I got stuck into txr lisp a few years ago, and wrote some code for parsing bank statements. It has a builtin DSL (the @ syntax) which is great for text processing (better than perl IMO).
It's also a fun language to learn, with lots of cool features such as combinators, continuations, macros, pattern matching, range objects, JSON objects, etc.
It's more powerful than python, R or julia and would make a great successor to those languages for data science, but there are very few libraries ATM so that's a long journey. Here are some I wrote (including a zsh script for browsing the manual): https://github.com/vapniks/txr-libs
IMO a good first step would be to use the txr FFI to write a library for Apache arrow: https://arrow.apache.org/
Nice to see you here. I was just casually looking through the txr-libs there and just randomly spotted this, the CSV library, in a let form:
(fieldrx (regex-compile ;; using a regex object here messes with emacs syntax highlighting
"([^,\"\']*(\"([^\"]|\\\\\")*\"|\'([^\']|\\\\\')*\'|)[^,\"\']*)+"))
I understand that here using the #/.../ regex literal object didn't look right in your Emacs, so you dynamically compiled from a string literal.
But that now happens each time you call the function.
Lisp has your back here; we can hoist the compilation of the regex to load time using load-time:
(fieldrx (load-time (regex-compile "...RE...")))
load-time makes a difference in interpreted code, not just compiled files. Even in interpreted code, the regex-compile expression will be evaluated once only and then the cached value used:
Thanks for that! Do you have advice for learning it?
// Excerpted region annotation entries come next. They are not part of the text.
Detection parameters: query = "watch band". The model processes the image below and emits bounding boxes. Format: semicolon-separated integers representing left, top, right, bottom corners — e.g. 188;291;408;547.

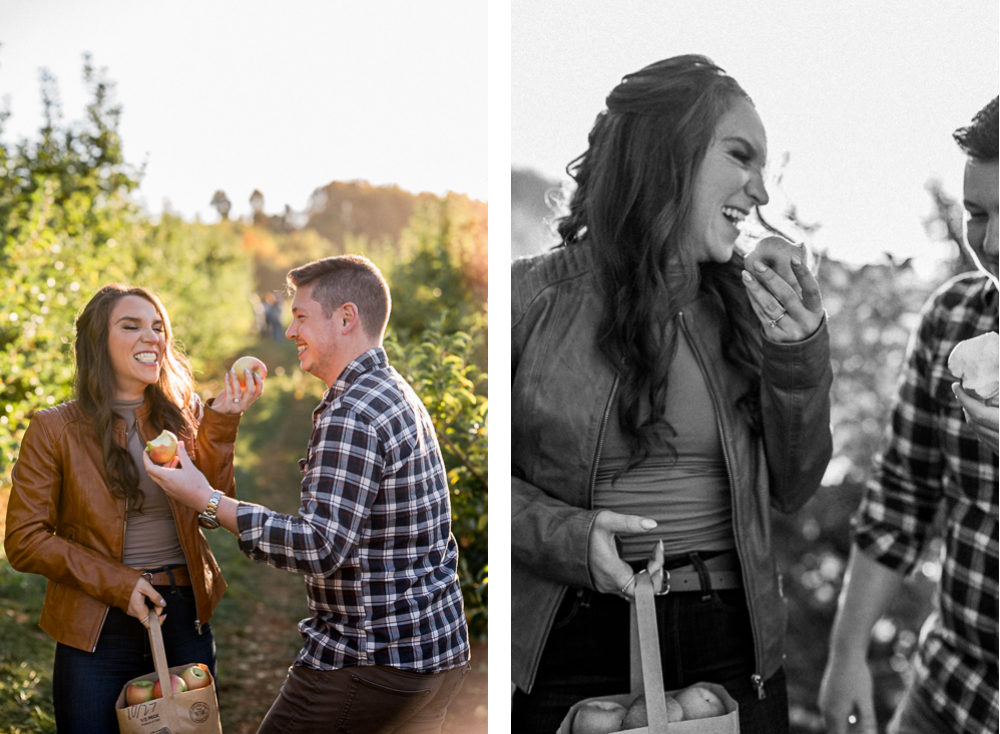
198;490;222;530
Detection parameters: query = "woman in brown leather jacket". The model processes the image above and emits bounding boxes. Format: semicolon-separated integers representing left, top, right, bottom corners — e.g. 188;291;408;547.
4;284;263;734
511;56;832;734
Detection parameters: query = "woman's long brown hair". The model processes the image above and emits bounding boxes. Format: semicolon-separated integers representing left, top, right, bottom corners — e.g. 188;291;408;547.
74;283;194;509
558;55;760;471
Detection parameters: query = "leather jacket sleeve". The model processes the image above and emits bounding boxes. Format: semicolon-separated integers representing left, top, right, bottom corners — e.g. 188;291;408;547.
194;400;240;498
760;318;833;512
4;402;239;610
510;477;598;589
4;415;139;609
511;254;598;589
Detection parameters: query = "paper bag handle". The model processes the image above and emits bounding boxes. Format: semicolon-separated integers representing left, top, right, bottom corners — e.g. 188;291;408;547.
147;601;174;698
631;573;667;734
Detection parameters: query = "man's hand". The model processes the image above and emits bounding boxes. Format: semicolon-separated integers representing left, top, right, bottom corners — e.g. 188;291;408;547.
819;656;878;734
211;369;264;415
951;382;1000;454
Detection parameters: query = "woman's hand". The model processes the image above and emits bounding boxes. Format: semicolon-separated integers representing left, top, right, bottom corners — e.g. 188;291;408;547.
142;441;215;512
951;382;1000;454
210;369;264;415
128;576;167;629
743;240;806;297
587;510;663;599
743;255;823;344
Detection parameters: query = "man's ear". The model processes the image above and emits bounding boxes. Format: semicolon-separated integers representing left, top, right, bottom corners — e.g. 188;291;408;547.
337;302;361;334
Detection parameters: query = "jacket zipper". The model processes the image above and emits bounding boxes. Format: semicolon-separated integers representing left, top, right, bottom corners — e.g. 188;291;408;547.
91;498;128;652
528;374;618;691
167;497;202;635
678;311;767;699
587;374;618;510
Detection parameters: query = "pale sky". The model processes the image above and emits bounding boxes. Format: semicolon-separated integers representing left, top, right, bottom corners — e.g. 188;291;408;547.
0;0;487;222
511;0;1000;262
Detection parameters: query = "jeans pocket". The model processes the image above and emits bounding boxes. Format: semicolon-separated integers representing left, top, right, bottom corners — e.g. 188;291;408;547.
336;675;431;734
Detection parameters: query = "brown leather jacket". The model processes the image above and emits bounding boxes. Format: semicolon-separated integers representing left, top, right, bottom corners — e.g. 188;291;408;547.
4;401;240;652
511;245;833;692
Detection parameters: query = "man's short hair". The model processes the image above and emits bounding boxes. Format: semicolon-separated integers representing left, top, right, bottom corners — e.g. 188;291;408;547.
953;97;1000;161
285;255;392;339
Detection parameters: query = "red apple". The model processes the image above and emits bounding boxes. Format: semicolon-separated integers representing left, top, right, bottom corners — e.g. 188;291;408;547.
125;680;153;706
233;357;267;388
572;701;626;734
153;673;187;698
948;331;1000;408
674;686;726;721
146;430;177;464
181;663;212;691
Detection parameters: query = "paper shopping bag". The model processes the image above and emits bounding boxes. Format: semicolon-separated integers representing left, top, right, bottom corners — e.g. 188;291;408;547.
115;614;222;734
558;574;740;734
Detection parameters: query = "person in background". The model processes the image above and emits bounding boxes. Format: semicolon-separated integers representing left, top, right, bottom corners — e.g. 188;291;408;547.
819;98;1000;734
511;55;832;734
4;284;263;734
146;255;469;734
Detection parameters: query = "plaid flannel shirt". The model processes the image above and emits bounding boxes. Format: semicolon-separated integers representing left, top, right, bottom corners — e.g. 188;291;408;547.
237;348;469;673
854;274;1000;734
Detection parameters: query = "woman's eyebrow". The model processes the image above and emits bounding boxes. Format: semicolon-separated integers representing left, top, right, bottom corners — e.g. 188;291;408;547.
115;316;163;326
722;135;761;158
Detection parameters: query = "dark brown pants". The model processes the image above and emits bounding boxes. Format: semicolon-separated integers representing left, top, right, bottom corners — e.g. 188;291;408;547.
257;665;469;734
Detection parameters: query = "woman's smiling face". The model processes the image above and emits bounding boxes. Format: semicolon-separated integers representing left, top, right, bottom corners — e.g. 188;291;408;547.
688;99;768;263
108;296;166;400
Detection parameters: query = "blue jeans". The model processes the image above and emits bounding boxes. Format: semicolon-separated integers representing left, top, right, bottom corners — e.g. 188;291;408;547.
885;682;951;734
511;589;788;734
52;586;215;734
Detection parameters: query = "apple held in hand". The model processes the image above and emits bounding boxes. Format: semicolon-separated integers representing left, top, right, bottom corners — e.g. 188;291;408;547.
146;430;177;464
233;357;267;388
125;680;153;706
948;331;1000;408
572;701;626;734
153;673;187;698
181;663;212;691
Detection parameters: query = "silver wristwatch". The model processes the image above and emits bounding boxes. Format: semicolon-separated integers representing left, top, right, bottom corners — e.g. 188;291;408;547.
198;490;222;530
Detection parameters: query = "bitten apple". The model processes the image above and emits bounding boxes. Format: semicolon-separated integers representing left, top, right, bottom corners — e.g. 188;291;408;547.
146;430;177;464
948;331;1000;408
181;663;212;691
153;673;187;698
573;701;626;734
125;680;153;706
233;357;267;388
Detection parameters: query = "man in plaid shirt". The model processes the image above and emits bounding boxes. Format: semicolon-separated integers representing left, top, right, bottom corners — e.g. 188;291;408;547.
149;255;469;734
820;99;1000;734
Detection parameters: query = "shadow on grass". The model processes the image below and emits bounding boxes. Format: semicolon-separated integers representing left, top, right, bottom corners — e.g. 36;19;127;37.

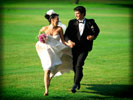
1;84;133;100
81;84;133;98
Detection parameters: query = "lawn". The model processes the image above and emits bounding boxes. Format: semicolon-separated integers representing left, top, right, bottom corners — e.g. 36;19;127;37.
0;0;133;100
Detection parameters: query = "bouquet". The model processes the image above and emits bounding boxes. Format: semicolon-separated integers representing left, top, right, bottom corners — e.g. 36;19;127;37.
38;33;47;43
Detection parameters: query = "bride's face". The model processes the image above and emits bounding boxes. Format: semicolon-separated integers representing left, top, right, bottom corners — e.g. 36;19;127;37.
51;16;59;27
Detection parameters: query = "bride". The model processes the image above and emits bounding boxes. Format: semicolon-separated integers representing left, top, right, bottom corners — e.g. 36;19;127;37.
36;14;72;96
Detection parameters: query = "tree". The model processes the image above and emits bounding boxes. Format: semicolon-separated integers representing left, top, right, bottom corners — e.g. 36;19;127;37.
75;0;79;4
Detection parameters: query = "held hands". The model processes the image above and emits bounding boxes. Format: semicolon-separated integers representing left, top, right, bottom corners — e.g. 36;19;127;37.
67;40;75;48
87;35;94;41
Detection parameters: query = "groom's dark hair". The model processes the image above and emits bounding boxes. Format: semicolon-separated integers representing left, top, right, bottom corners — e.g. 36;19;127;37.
74;6;86;16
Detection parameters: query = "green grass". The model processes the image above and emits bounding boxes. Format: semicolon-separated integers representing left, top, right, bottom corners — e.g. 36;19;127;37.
0;1;132;100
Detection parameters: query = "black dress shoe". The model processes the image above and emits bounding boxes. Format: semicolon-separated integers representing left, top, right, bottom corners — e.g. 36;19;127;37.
71;85;77;93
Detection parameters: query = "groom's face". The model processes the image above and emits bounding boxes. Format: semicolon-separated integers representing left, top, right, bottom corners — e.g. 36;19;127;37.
74;11;84;20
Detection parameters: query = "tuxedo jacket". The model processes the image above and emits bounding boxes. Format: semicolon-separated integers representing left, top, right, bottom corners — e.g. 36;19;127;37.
64;19;100;52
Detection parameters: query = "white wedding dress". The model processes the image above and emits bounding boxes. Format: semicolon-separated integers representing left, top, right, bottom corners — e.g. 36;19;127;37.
36;35;72;76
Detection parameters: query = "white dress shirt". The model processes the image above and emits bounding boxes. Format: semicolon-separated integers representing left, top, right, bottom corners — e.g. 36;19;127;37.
78;19;86;36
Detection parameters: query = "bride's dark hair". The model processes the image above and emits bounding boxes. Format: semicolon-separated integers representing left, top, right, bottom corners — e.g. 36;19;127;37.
44;14;59;23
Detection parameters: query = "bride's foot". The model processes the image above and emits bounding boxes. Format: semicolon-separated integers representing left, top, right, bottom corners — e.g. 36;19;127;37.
44;92;48;96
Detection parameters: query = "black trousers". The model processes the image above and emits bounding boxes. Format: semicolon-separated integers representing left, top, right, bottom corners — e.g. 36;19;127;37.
72;50;88;84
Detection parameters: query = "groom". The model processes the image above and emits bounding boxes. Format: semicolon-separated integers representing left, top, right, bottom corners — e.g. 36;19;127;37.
64;6;99;93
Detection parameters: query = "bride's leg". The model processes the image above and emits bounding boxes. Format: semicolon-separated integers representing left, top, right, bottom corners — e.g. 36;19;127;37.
44;70;50;96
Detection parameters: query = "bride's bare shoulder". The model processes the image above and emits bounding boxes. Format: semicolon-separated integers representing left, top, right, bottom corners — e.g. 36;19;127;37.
41;26;48;31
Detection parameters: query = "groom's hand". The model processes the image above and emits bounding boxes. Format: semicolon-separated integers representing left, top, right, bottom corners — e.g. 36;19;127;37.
68;40;75;48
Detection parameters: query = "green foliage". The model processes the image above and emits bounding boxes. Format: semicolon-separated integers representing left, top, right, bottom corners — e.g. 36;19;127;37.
0;2;132;100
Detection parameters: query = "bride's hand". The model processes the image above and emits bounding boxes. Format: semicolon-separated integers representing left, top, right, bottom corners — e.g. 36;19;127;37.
67;40;75;48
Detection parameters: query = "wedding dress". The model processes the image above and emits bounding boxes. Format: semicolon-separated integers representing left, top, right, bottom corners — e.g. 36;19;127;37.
36;35;72;76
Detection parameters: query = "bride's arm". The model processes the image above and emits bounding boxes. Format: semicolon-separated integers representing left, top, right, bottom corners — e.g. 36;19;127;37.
59;27;69;46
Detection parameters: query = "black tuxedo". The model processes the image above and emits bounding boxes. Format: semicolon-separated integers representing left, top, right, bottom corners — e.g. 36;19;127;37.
64;19;99;84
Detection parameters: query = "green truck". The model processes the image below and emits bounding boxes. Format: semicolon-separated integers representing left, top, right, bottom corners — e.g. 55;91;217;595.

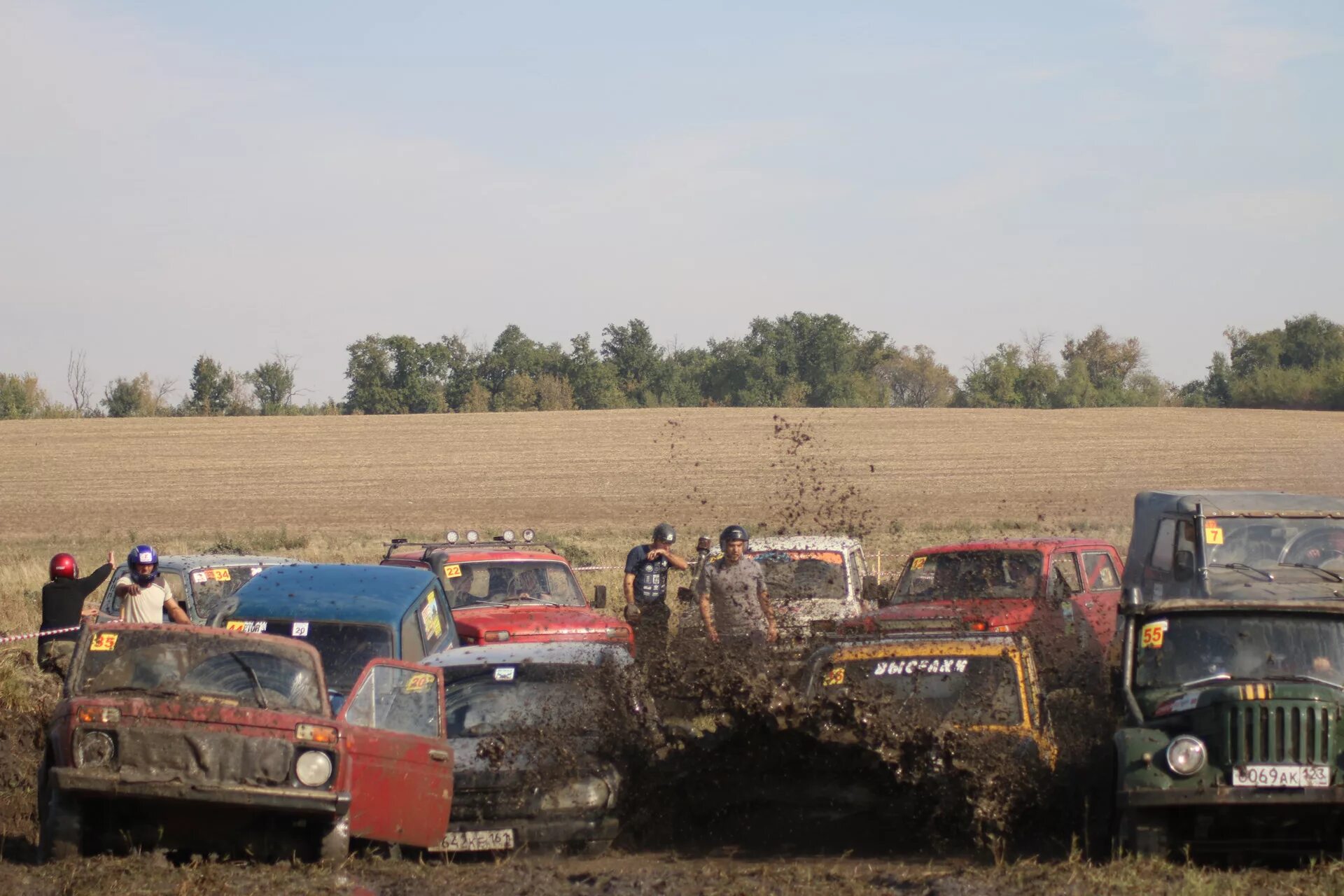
1113;491;1344;855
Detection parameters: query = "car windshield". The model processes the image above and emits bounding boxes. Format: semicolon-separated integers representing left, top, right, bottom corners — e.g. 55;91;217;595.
820;654;1021;725
1134;612;1344;688
444;664;603;738
241;620;393;694
191;564;265;620
441;560;587;610
1204;517;1344;571
748;551;848;601
70;626;327;713
895;551;1044;603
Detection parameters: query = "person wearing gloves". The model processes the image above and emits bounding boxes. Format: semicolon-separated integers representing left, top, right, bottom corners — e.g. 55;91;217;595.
38;551;115;677
625;523;691;658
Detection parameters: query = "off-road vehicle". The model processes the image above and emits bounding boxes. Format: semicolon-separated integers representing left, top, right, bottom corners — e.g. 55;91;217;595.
1114;491;1344;855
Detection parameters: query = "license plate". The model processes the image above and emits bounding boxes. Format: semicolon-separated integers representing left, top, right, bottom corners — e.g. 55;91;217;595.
1233;766;1331;788
438;829;513;853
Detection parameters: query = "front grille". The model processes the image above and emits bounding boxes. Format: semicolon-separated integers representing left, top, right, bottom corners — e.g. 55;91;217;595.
1223;701;1340;766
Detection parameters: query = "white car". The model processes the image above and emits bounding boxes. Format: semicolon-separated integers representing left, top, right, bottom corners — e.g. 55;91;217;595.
685;535;878;638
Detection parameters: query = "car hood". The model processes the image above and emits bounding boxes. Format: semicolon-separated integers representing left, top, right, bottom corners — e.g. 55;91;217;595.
862;598;1036;631
453;605;625;637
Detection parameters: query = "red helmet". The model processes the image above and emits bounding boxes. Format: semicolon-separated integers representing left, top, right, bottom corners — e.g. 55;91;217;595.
47;554;79;579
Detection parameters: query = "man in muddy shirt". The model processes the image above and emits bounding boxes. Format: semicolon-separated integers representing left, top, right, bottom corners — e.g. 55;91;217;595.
696;525;780;643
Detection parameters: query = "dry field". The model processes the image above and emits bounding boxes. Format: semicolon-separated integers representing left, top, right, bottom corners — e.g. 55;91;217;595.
0;408;1344;540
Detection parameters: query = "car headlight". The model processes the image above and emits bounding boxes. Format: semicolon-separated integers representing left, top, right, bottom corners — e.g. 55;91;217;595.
76;731;117;769
542;778;612;811
1167;735;1208;775
294;750;332;788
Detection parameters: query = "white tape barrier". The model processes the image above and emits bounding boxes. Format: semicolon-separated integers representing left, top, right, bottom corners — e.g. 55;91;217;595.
0;626;79;643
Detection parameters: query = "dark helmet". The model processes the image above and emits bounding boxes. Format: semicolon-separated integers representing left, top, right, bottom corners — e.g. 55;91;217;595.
47;554;79;579
126;544;159;584
719;525;748;551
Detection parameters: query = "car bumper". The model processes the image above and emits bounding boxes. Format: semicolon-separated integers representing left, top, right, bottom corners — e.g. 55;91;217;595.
47;769;349;817
435;816;621;848
1116;786;1344;808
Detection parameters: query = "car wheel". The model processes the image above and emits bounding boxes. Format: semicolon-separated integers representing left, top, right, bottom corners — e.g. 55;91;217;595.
317;816;349;862
38;788;83;862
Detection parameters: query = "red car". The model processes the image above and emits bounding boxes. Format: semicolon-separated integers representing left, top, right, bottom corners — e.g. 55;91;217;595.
383;529;634;654
38;623;453;860
840;539;1124;666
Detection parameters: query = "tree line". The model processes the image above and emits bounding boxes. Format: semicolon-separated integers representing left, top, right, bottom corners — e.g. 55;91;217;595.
0;312;1344;418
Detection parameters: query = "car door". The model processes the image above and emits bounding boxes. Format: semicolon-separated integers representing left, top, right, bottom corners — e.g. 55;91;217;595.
339;659;453;848
1079;548;1119;645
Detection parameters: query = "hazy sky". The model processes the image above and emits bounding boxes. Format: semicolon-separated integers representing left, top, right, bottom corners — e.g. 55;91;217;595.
0;0;1344;400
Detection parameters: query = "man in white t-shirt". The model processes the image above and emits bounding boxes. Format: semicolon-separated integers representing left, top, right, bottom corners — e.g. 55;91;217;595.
117;544;191;624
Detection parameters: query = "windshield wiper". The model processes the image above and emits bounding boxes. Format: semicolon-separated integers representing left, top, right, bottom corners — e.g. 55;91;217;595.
86;685;183;697
1280;563;1344;582
513;594;561;607
1265;673;1344;690
1180;672;1233;688
1208;563;1282;582
228;652;270;709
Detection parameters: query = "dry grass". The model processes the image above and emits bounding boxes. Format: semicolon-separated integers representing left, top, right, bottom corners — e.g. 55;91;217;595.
0;408;1344;645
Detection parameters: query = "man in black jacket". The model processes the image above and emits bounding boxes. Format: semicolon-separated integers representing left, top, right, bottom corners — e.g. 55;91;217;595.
38;551;117;677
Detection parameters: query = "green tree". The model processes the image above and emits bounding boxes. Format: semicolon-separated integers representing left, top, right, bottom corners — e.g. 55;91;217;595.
536;373;574;411
564;333;625;411
0;373;47;421
874;345;957;407
183;355;238;416
602;317;663;407
247;351;297;416
491;373;536;411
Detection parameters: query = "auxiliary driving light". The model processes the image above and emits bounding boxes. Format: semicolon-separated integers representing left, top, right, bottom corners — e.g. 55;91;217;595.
294;750;332;788
1167;735;1208;775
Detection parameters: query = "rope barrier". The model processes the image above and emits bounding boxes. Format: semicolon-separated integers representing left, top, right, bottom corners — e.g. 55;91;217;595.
0;626;79;643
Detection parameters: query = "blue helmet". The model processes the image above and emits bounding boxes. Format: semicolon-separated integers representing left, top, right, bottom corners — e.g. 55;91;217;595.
126;544;159;584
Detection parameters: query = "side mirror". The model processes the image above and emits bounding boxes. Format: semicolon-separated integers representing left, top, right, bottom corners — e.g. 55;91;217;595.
1172;551;1195;582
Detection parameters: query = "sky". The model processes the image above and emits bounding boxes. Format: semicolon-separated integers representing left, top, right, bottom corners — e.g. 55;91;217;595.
0;0;1344;402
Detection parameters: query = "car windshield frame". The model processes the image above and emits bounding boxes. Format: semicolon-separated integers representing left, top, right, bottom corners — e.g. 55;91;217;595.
892;548;1046;603
1133;610;1344;690
1204;516;1344;571
69;626;329;715
435;556;587;612
746;548;852;601
247;618;399;696
444;662;601;738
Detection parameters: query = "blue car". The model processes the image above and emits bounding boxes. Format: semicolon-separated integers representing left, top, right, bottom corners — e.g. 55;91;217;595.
225;563;458;696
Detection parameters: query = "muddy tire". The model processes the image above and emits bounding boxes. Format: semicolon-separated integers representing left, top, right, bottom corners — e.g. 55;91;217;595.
38;788;83;862
1114;808;1172;858
313;818;349;862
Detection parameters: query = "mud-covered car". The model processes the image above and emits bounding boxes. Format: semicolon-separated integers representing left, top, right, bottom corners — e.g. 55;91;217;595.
38;622;453;858
225;563;458;705
383;529;634;653
98;554;300;624
425;643;641;853
1114;491;1344;855
804;634;1058;766
837;539;1124;690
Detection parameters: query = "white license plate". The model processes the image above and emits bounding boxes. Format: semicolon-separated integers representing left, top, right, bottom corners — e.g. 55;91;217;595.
1233;766;1331;788
438;829;513;853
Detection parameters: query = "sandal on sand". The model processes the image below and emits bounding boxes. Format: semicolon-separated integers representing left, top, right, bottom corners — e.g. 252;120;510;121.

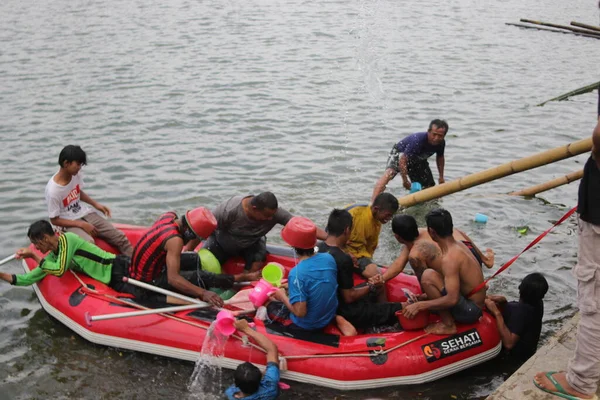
533;371;598;400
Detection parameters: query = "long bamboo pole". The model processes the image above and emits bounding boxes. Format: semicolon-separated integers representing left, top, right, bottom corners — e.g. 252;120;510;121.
538;81;600;107
398;138;592;207
571;21;600;32
520;18;600;35
505;22;600;39
510;169;583;196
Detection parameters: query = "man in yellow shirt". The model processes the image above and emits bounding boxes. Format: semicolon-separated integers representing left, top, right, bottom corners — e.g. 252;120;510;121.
345;193;399;278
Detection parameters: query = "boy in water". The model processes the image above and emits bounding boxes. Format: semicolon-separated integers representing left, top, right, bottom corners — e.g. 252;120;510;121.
225;319;279;400
46;145;133;257
485;272;548;361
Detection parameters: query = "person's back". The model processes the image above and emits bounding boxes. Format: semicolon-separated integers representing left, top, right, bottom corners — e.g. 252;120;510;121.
288;253;338;330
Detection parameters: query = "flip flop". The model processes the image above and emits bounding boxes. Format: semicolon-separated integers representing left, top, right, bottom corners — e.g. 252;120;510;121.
533;371;598;400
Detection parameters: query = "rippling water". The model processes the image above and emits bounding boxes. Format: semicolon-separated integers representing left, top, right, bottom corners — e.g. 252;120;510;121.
0;0;600;399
How did you get started, and what made you decide to stick with it instead of other languages?
I'm happy to try to use it for Advent of Code 2024, but it would help if I could at least get oriented so I'm not going in totally cold (and thereby likely to fall off the wagon after 3 days because each one takes 2 hours in an unfamiliar language).
The data science use case is particularly interesting and not something I had considered here. Arrow bindings help immensely. Of course at work I'll probably never get a chance to use anything other than Python and R for many years to come; maybe Julia is the most exotic I think I'd ever be able to go, and that's only if I ever hit a performance bottleneck in Python that can't be remediated with Numba.
That gives a flavor of how those kinds of problems can be approached.
The solutions are all self-contained; they don't share any AoC-specific library or anything, and were developed with a throwaway program mindset, where we just solve that problem and don't try to produce anything that is reusable other than by copy paste into the next program.
If you already know a lisp such as scheme, much of it should already be familiar to you. You can program in a lisp-1/scheme like way using square brackets, and a lisp-2/common lisp way using round brackets.
The thing that really makes txr lisp different is the pattern language DSL, and that was what motivated me to learn it because I had a specific use case (processing my personal bank statements).
The manpage is huge due to the large amount of builtin functions and features to make up for the lack of external libraries, but there is a lot of overlap with other lisps.
I learnt by reading the manpage, looking at examples on stackoverflow and rosetta stone, and playing around with it in the REPL. The pattern matching language takes some getting used to, and it helps to have a good understanding of what its doing under the hood, otherwise you can get very frustrated.
Also it uses non-standard regular expressions which lack features such as repetition operators and capture groups, but you can work around this (e.g. by using the pattern language).
I recommend finding some non-time-critical use case to motivate you, and work on it in your spare time. Learn how to use the txr repl & command syntax, and create a directory containing some example text files to quickly test things and get a better understanding of how it works. Also create a file for keeping notes about txr & its quirks which you can easily refer to.
Just to clarify, the pattern language is a more powerful alternative to using regexps (but you can mix them). My bank statements are pdf's which can be converted to ascii using pdftotext, however this destroys the structure of the documents which makes extracting data using regexps (even pcre's) very difficult, but much easier using txr.